Tüccara Yalan caiz!

Tüccara Yalan caiz!

Yalan…
Dünyanın en ucuz cümlesi, en pahalı bedeli…
Bir insanın yüzü varsa, yalan onu soldurur. Bir insanın sözü varsa, yalan onu çürütür. Ve bir toplum varsa; yalan onu içeriden kemirir, dışarıdan da rezil eder.

Dürüstlük dediğimiz şey aslında çok basit bir davranış değil, zira pahalıya patlar. Hele günümüzde dürüstsen ya “enayi” sanıyorlar ya da “az akıllı”… Ama dürüstlük aslında altın değil, elmas da değil… Daha değerli: İnsanın iç huzuru!

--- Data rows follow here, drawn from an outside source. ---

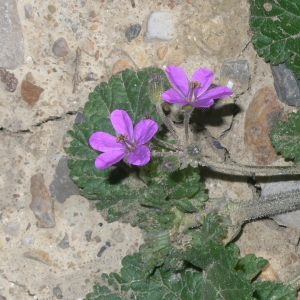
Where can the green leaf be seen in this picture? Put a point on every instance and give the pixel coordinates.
(251, 265)
(220, 276)
(275, 25)
(130, 284)
(274, 290)
(285, 137)
(127, 90)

Çünkü yalanla yastığa baş koyan, rüyasında bile kendinden kaçar.

Toplumda artık iki tür göz var:
Biri aç göz, ki ne görse sahip olmak ister.
Diğeri at göz, ki ne görse sadece kendi menfaatine göre görür.

İşte bu fıkrada da bir aç gözlü tüccarla, dürüstlüğü meslek edinmiş bir marangozun hikayesini okuyoruz. Biri dünyayı da kandırabileceğini sanıyor, diğeri sadece kendi vicdanına karşı sorumlu olduğunu biliyor.

Yani mesele altın değil, meselemiz “karakter“.

Adalet bazen geç gelir ama geldi mi de, zengini de titretir, yalancıyı da susturur. Çünkü adaletin gözleri kör değildir; sadece gösterişe bakmaz. Dosyaların içini okur, gönlün sesini duyar.

Ve unutma sevgili okur, yalanla kazanılan bir dava, hakla kaybedilen bir hayattan daha onursuzdur.

Zaman Odur ki

Zamanın biri… Belki eski bir bahar, belki şimdi unutulmuş bir kış… Ama insanın özü hep aynı.
O zamanda bir tüccar vardı. Altınla alışır, yalanla barışır, gözünü açınca para, kapayınca menfaat görürdü.
Ve bir marangoz vardı. Elinde nasır, yüreğinde hak, gönlünde emek taşıyan…

Bir sabah, tüccar yolda yürürken 900 altın dolu çantasını düşürür. Fark etmez bile. Çünkü çoktur parası.
Aynı sokaktan geçen marangoz, yere düşmüş çantayı görür. Elini uzatır, kaldırır. İçine bakar. Altın!
Ama gözünü değil, vicdanını açar:

“Bu kadar altın kolay kazanılmaz. Belli ki sahibi arar. Bekleyeyim. Hakkı olmayanın eline geçmesin. İyilik gizli yapılırsa kıymetlidir.”

Çantayı evde saklar. Sessizce.

Günler geçer. Bir Cuma günü, marangoz şehrin en büyük camisinde hutbeye kulak verir. İmam, kaybolan çantayı ve sahibinin, bulan kişiye 100 altın vereceğini duyurur.
Marangoz hemen eve döner. Çantayı getirip imama teslim eder. Umudu; hem çantayı sahibine ulaştırmak, hem de belki söylenen ödül ile çoluk çocuğa bayramlık almaktır.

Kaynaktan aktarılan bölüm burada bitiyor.